Department of Radiation Oncology, Seoul Saint Mary's Hospital, College of Medicine, The Catholic University of Korea, Seoul, Republic of Korea.
Department of Radiation Oncology, Incheon Saint Mary's Hospital, College of Medicine, The Catholic University of Korea, Seoul, Republic of Korea.
PLoS One. 2021 Dec 20;16(12):e0261550. doi: 10.1371/journal.pone.0261550. eCollection 2021.
Positron-emission tomography (PET)-CT has recently been used for diagnostic imaging and radiotherapy for myeloid sarcoma, but there is little research on predicting the response of radiotherapy. The aim of this study was to analyze the association between PET-CT variables and the response to radiotherapy in patients with myeloid sarcoma.
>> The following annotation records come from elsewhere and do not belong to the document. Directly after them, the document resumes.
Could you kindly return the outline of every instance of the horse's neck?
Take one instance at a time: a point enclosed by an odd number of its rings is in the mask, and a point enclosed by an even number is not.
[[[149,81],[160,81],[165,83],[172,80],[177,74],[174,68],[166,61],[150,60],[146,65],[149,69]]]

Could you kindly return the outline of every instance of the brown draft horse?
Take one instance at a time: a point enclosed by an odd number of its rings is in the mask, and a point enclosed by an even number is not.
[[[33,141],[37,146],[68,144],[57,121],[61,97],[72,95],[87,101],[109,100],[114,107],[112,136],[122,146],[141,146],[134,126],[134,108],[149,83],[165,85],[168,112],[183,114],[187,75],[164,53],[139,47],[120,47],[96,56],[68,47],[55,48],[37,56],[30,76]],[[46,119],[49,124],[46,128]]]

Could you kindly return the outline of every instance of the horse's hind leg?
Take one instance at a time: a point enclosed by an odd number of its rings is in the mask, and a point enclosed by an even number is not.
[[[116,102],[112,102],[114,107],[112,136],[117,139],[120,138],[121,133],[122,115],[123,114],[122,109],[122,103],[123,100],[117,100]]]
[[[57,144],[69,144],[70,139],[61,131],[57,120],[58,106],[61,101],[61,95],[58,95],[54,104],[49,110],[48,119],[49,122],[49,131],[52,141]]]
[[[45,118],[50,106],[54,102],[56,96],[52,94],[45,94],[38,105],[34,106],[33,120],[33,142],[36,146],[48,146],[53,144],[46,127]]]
This study was conducted in myeloid sarcoma patients who received radiotherapy and PET-CT before and after radiotherapy. The response to radiotherapy was evaluated based on the European Organization for Research and Treatment of Cancer PET response criteria, and binary regression analysis was performed to assess the factors predicting reductions in the maximum standardized uptake value (SUVmax).
Twenty-seven sites in 12 patients were included in the study. Complete metabolic responses were seen in 24 patients after radiotherapy, a partial metabolic response in one, and progressive metabolic disease in two patients. The prescribed dose of more than 3000 cGy10 was significantly greater in the treatment control group (P = 0.024). In binary logistic regression analysis predicting reductions in the SUVmax of more than 70% after radiotherapy, the pretreatment SUVmax (≥ 7.5) and further chemotherapy after radiotherapy showed significant differences in univariate and multivariate analyses.
Good metabolic responses (complete or partial) to radiotherapy were achieved in 92.6% of the myeloid sarcoma patients. Radiation doses < 3000 cGy10 and increased SUVmax were related to treatment failure and high SUVmax before radiotherapy was a factor influencing SUVmax reduction. Further large-scale studies are needed.
正电子发射断层扫描(PET)-CT 最近已被用于髓样肉瘤的诊断成像和放射治疗,但对于预测放射治疗反应的研究甚少。本研究旨在分析 PET-CT 变量与髓样肉瘤患者放射治疗反应之间的关系。
本研究纳入了接受放射治疗和放射治疗前后 PET-CT 的髓样肉瘤患者。根据欧洲癌症研究与治疗组织的 PET 反应标准评估放射治疗的反应,并用二项逻辑回归分析评估预测最大标准化摄取值(SUVmax)降低的因素。
研究共纳入了 12 例患者的 27 个部位。24 例患者在放射治疗后达到完全代谢缓解,1 例患者部分代谢缓解,2 例患者代谢疾病进展。治疗对照组的处方剂量大于 3000 cGy10 的显著更高(P = 0.024)。在预测 SUVmax 降低超过 70%的二元逻辑回归分析中,治疗前 SUVmax(≥7.5)和进一步的放射治疗后化疗在单因素和多因素分析中均显示出显著差异。
92.6%的髓样肉瘤患者对放射治疗有良好的代谢反应(完全或部分)。剂量 < 3000 cGy10 和 SUVmax 增加与治疗失败相关,而治疗前 SUVmax 较高是 SUVmax 降低的影响因素。需要进一步开展大规模研究。